Espiritus_Corvus's avatar

Yeah. They do it purposely to offend deaf people.

A big part of the film experience is the music, for example, when it builds to crescendo in a scene to enhance the stress value. Spielberg used that quite effectively in Jaws. Describing this is an attempt to include the deaf in the experience—and for those who had seen the movie when they were still able to hear, will remember that thrilling, or romantic, music whereas they might not without the reminder. I think the deaf appreciate it and it either means something to them, or not. But the experience is described on screen in case they do.

JLeslie's avatar

In my opinion it’s not condescending. It lets you know all the sounds going on in the show.

johnpowell's avatar

Not sure how it would be condescending. I’m not even sure how you could think it was condescending.

The idea is to put sounds into words or symbols.

JLeslie's avatar

I think the OP thought it might be condescending, because for deaf people they don’t hear doors opening, or footsteps approaching, so their real world is absent of those things. If the movie shows the door opening, then the deaf person has seen it happen, they aren’t blind.

stanleybmanly's avatar

The cues on music probably add nuance for those formerly able to hear.

Strauss's avatar

I’m not deaf, but my hearing is impaired by tinnitus, and I find myself relying on closed captions to understand the dialogue.

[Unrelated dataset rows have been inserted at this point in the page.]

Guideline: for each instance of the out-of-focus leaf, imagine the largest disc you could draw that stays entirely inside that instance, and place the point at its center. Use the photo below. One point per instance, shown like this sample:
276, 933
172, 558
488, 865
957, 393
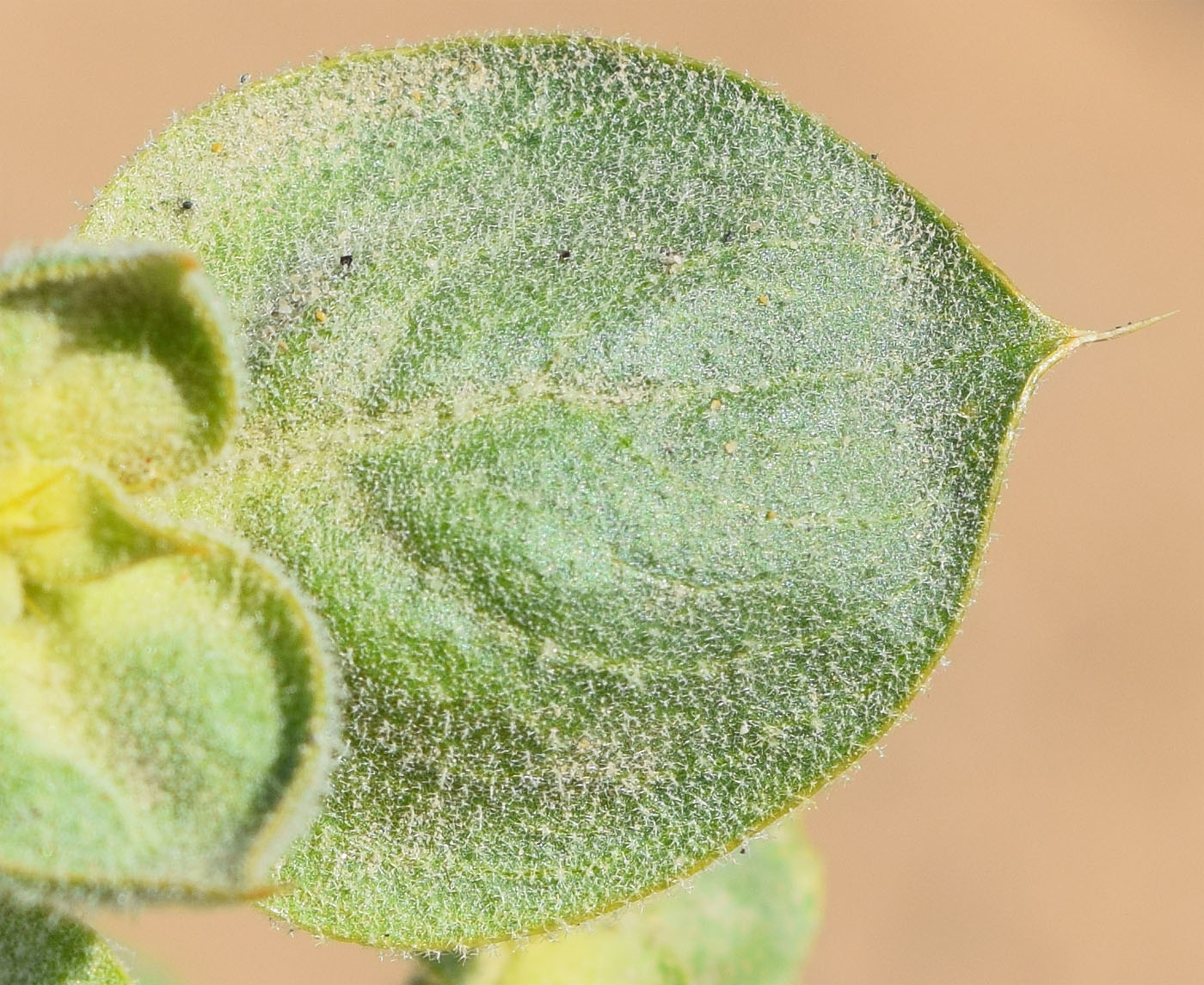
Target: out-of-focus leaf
164, 711
40, 946
636, 435
116, 358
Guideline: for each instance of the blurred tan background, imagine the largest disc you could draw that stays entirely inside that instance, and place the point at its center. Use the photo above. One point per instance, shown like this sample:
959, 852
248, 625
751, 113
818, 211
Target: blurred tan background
1041, 816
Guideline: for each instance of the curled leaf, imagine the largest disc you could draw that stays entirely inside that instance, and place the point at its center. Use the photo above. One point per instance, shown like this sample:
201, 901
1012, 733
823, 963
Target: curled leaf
636, 435
116, 358
164, 717
750, 920
40, 946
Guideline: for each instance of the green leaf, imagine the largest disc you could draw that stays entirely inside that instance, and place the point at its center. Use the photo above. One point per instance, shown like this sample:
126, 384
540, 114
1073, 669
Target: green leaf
636, 435
40, 946
752, 920
164, 711
116, 358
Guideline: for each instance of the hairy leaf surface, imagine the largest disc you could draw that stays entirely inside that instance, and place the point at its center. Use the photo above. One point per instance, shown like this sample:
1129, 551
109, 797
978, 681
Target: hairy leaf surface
40, 946
636, 434
752, 920
164, 710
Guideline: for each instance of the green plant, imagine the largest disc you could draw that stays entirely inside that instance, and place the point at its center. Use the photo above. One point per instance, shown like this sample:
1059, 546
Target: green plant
632, 435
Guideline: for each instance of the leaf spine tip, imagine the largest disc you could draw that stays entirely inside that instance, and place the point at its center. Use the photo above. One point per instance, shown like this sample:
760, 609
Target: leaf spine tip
1131, 327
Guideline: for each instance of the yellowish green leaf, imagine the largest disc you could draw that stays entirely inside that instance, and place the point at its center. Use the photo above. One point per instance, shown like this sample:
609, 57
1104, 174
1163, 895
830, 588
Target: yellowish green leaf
749, 919
165, 710
116, 358
636, 435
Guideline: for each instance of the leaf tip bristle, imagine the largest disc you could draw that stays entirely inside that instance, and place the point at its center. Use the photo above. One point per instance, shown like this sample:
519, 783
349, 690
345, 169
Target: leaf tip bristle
1129, 327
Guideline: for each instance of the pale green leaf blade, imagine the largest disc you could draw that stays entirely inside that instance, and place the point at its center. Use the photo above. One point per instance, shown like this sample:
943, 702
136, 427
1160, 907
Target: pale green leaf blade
40, 946
117, 358
752, 919
165, 708
636, 435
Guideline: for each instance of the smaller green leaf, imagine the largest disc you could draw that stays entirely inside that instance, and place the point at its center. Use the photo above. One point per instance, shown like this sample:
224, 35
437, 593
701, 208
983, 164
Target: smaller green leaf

Personally, I think the more descriptive captioning is a good trend. As mentioned above, it describes “sound cues” that might add more to the scene than dialogue alone.

I cringe, though, when I see grammatical and typographical errors, such as using the wrong homonym (“there”, “their” and “they’re”, for example)

linguaphile's avatar

What is really condescending is the omission of lyrics and this new use of AI captions.

In the 1980s-2010s, when captioning was starting out, and before all the lawsuit over rights—if something was captioned, then all the information was captioned. The debate was on whether to simplify language or type everything, but the sounds, lyrics, all that was included. That just seemed to be a given.

Then along comes the movie “Walk the Line.” I put it in the DVD player and 90% of the movie is captioned as “SINGING.” I went back to the Redbox, rented another one. Still “SINGING.” I remember this distinctly because it was the first time the caption gods made the decision to withhold vital, enjoyable information.

Deaf/HH people have been fighting since but our objections are falling on deaf ears—the movie houses won’t caption lyrics if the songwriters don’t release the rights to the words, even if the vocally sung lyrics and music are included.

Now the new thing? AI captions. Gibberish. I just tried to watch a movie with AI captions and couldn’t make sense of anything. It’s funny that something from 1985 works helluva lot better than 2023.

Then there’s Stranger Things. Their sound descriptions are the best.

JLeslie's avatar

@linguaphile That is interesting! I watch with CC a lot of the time and when they show the words to a song I often find it distracting and annoying, but I often find background music distracting and annoying. A movie like Walk The Line the songs are pretty important.

I hadn’t noticed that the music is not always translated. I’ll have to watch for that.

What’s hard for me is I don’t read quickly, so if I have the sound off it’s sometimes difficult for me to keep up with the reading.